• Scratching Out Your Will Still Not the Best Option
  • October 26, 2015 | Author: Darren Stewart
  • Law Firm: Singleton Urquhart LLP - Vancouver Office
  • Countless tales of woe fill the textbooks found in Canadian law schools. One of the more memorable such tales—one that points out how the area of wills and estates evolves over time— is that of Saskatchewan farmer Cecil George Harris.
     
    On June 8, 1948, Mr. Harris was pinned under a tractor on a farm near Rosetown, Saskatchewan. While trapped, he etched into the fender of his tractor 16 words: “In case I die in this mess I leave all to the wife. Cecil Geo Harris”. Mr. Harris died a short time later and the fender was preserved, presented to the Saskatchewan court and determined to be a valid will.

    Until recently, such a story would have had a much different outcome in British Columbia as farmer Harris would have been considered to have died intestate. The province’s strict and inflexible Wills Act only allowed the court to accept a formally valid will. In other words, without exception, a B.C. will had to be signed and witnessed by two people or it would not be recognized by the court. As well, any evidence as to the will-maker’s intention in anything less than a witnessed will—no matter how compelling—would not even be considered.

    Then in March, 2014, the Wills, Estates and Succession Act (WESA) was enacted, opening up the possibility of recognizing something like farmer Harris’s scratchings as a valid will. The new Act includes Section 58, which empowers a court to “cure” a will that does not meet formal requirements and to consider other records or documents that demonstrate the will-maker’s intention.

    This provision gives the court broad discretion to consider any record, document, writing or marking on a will that may represent the intention of a will-maker, including information that is recorded or stored electronically or anything that can be read by a person or is capable of being reproduced in visible form. In recent months, B.C. courts have had opportunity to implement this newfound discretion.

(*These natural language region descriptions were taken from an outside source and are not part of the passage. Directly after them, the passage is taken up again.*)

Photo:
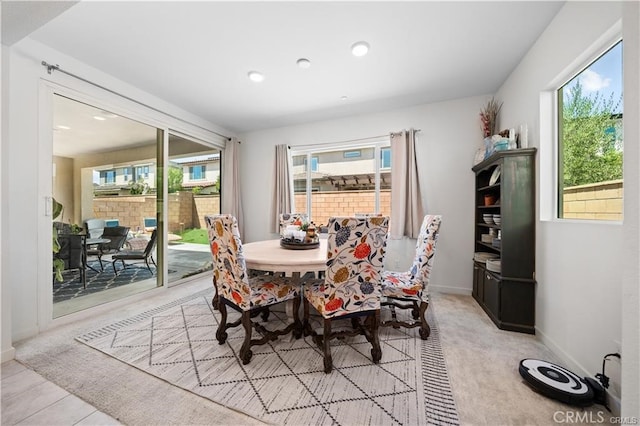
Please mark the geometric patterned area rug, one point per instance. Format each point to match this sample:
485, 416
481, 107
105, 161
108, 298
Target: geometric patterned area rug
285, 382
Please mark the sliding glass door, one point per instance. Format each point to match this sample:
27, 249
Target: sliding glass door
105, 185
193, 191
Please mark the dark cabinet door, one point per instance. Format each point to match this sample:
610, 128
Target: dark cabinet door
492, 294
478, 282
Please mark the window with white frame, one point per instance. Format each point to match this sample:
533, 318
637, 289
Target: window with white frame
197, 172
590, 140
339, 183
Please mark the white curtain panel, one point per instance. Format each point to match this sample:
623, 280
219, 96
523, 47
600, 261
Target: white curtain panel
284, 202
231, 202
407, 211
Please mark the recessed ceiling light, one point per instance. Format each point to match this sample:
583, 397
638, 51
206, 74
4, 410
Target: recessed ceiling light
303, 63
360, 48
255, 76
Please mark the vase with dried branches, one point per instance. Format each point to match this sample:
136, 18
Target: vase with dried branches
489, 117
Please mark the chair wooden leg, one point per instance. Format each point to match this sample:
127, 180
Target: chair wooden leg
221, 334
326, 348
297, 327
376, 351
425, 330
245, 350
306, 326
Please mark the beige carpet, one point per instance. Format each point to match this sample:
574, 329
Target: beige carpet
482, 365
285, 382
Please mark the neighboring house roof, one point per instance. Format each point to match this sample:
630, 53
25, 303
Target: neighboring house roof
193, 184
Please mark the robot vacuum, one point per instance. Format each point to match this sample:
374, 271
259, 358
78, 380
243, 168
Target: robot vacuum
557, 382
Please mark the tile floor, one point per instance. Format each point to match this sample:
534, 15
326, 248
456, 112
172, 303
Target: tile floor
30, 399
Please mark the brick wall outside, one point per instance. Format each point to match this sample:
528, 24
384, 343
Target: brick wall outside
601, 201
185, 210
344, 203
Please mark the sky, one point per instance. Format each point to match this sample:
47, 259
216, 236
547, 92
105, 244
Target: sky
604, 76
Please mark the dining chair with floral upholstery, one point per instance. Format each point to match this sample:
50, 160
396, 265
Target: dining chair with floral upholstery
410, 289
350, 288
245, 294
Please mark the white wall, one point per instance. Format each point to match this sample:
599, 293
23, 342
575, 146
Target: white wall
449, 137
6, 349
26, 229
578, 263
631, 278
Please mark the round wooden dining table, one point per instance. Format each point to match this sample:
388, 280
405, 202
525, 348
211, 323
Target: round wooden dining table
268, 255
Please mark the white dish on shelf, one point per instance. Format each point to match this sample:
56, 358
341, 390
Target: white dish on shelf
493, 265
482, 256
495, 176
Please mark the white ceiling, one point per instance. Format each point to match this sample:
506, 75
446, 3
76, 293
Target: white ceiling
196, 55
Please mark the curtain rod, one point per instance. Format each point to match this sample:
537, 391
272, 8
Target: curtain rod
51, 68
350, 140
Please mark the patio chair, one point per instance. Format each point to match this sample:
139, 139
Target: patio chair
351, 286
290, 218
72, 252
145, 255
117, 236
149, 224
94, 227
410, 290
245, 294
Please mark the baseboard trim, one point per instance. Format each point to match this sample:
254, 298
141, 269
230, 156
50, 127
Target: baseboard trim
576, 367
451, 290
8, 355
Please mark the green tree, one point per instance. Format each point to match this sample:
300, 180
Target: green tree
174, 179
590, 149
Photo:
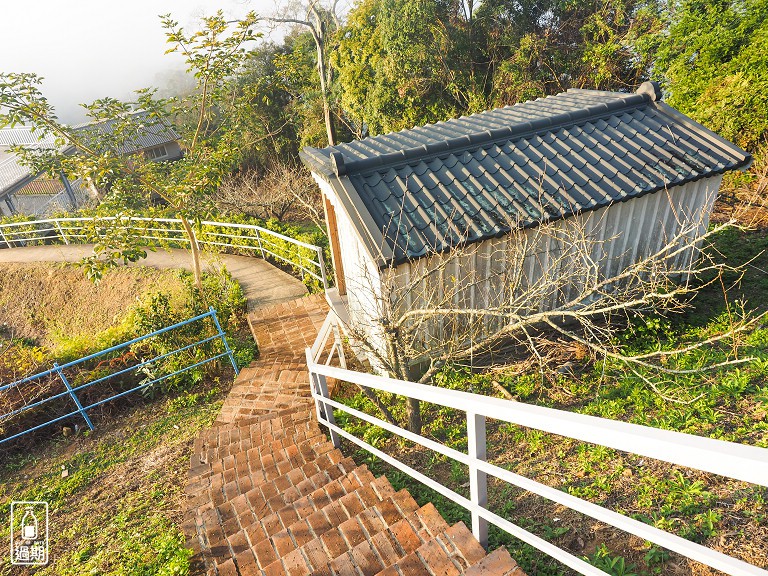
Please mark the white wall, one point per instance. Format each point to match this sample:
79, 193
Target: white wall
362, 276
620, 235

In Estate of Young, the deceased will-maker had made an otherwise valid will instructing her executor to distribute personal and household belongings in accordance with a memorandum, although no memorandum was attached to the will. Two other documents were located in the deceased’s home. The first document purported to match the deceased’s belongings with a named beneficiary. This document was signed by the deceased but not witnessed; the second document was unsigned and purported to instruct the deceased’s friend to distribute the items.

    The court upheld the first document and ordered that it be given effect but declined to do so for the second document. The court reasoned that the first document conveyed an “air of finality” and was generally consistent with the provisions of the formal will. By contrast, the second document was not signed nor was there evidence the deceased had shown it to anyone.

    In Beck Estate (Re), the deceased made a formally compliant will, appointing her son as executor with direction as to the disposition of her assets on her death. A few years later she wrote a document by hand purporting to make a new will. The document was signed and dated by the deceased and provided to the same son she had appointed executor.

    The court found the handwritten document did have a deliberate and final expression of the deceased’s wishes. However, some gifts and directions made by the document were unclear or unenforceable. For example, she made an outright gift of property to her daughter but directed that the property be provided to her granddaughter, presumably on her daughter’s death. The court exercised the curative power to uphold the portions of the document that made clear gifts but did not uphold gifts or instructions made by the document that were unclear.

    In another case where Section 58 of the new Act came into play, Yaremkewich Estate (Re), the deceased did not leave a valid will. However, she executed a “will kit” template appointing executors, providing direction as to the distribution of her assets, and giving burial instructions. The template referred to other “attached instructions” and was stored with other documents in an unsealed envelope. The template was signed by two witnesses, however, both deposed that when they signed the template it was blank, and no further documents or instructions were attached. At the time, the will-maker advised that she intended to make a list of charities to benefit from her estate.

    The court found that the will-maker intended to comply with formal requirements and found that the documents together formed an authentic representation of the will-maker’s wishes to be upheld.

    In each case discussed above, the court reminds us that the outcome of these applications will depend entirely on the specific facts in each case that comes before the courts. While Section 58 of WESA is a step forward in ensuring that the wishes of will-makers are met in some circumstances, applying for such curative relief will be expensive and a burden on your executor and heirs.

    As unlikely a fate as Cecil Harris’s seems, life can be unpredictable. The new Act expands the court’s discretion to consider just about anything to represent your dying wishes, but it does not go so far as to provide an excuse for not having an up-to-date and formally compliant will.